How to Legally Reduce Taxes: Additional Deduction Items Outside of Standard Deductions

Not every tax filing calls for itemizing deductions. In fact, most Americans who cannot itemize deductions opt to use the standard deduction set by the Internal Revenue Service (IRS) to reduce the amount of tax they owe. According to the IRS’s standard deduction for 2025, single filers can deduct $15,000 directly, while married couples filing jointly can deduct $30,000.

However, this doesn’t mean you have to forgo all deduction items. You can still deduct certain amounts from your total income through means known as “above-the-line deductions” and “below-the-line deductions”. Failure to utilize these deduction methods could result in paying more taxes than necessary.
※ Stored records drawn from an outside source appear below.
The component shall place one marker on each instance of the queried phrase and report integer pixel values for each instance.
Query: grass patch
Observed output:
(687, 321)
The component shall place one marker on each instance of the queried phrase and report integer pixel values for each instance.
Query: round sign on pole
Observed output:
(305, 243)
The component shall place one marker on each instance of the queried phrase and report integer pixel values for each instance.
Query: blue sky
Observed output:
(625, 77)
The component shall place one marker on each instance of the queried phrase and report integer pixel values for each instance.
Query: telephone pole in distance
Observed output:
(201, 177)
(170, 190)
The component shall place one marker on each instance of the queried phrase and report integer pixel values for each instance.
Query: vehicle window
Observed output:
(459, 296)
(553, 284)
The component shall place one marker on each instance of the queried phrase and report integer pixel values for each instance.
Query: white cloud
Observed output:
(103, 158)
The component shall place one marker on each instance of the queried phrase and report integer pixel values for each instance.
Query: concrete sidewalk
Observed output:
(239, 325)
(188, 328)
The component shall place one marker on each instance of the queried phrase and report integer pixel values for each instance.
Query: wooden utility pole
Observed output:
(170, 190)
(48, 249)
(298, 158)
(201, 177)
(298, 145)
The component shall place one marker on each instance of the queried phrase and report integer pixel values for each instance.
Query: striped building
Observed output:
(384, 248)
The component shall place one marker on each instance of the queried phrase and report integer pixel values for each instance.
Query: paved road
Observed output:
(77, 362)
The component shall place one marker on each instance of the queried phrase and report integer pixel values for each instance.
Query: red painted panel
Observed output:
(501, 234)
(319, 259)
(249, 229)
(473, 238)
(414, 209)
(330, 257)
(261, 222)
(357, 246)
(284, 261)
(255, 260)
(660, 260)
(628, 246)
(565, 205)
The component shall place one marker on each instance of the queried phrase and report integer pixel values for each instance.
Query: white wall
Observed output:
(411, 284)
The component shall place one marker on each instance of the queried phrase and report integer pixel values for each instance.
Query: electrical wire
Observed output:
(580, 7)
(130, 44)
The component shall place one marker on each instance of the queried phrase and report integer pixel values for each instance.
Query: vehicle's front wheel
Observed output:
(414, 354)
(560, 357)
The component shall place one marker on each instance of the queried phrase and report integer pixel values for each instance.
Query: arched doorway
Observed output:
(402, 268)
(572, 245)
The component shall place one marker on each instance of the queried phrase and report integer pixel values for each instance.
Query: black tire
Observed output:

Tax deductions serve to reduce your taxable income, thereby lowering the amount of tax you ultimately owe. Deductions are classified into two types: “above-the-line deductions” and “below-the-line deductions”.

” Above-the-line deductions”, not applicable in itemizing, can still reduce your taxable total income. Those opting for the standard deduction usually have the option to utilize these deductions.

“On the line deductions” are meant for those choosing to itemize their deductions. If your total deduction amount exceeds the standard deduction, considering itemizing could be beneficial.

The IRS Form 1040 Schedule 1 lists “above-the-line deductions”. As per the IRS regulations on “Personal Exemptions and Deductions”, there are several “above-the-line deductions” available to individuals.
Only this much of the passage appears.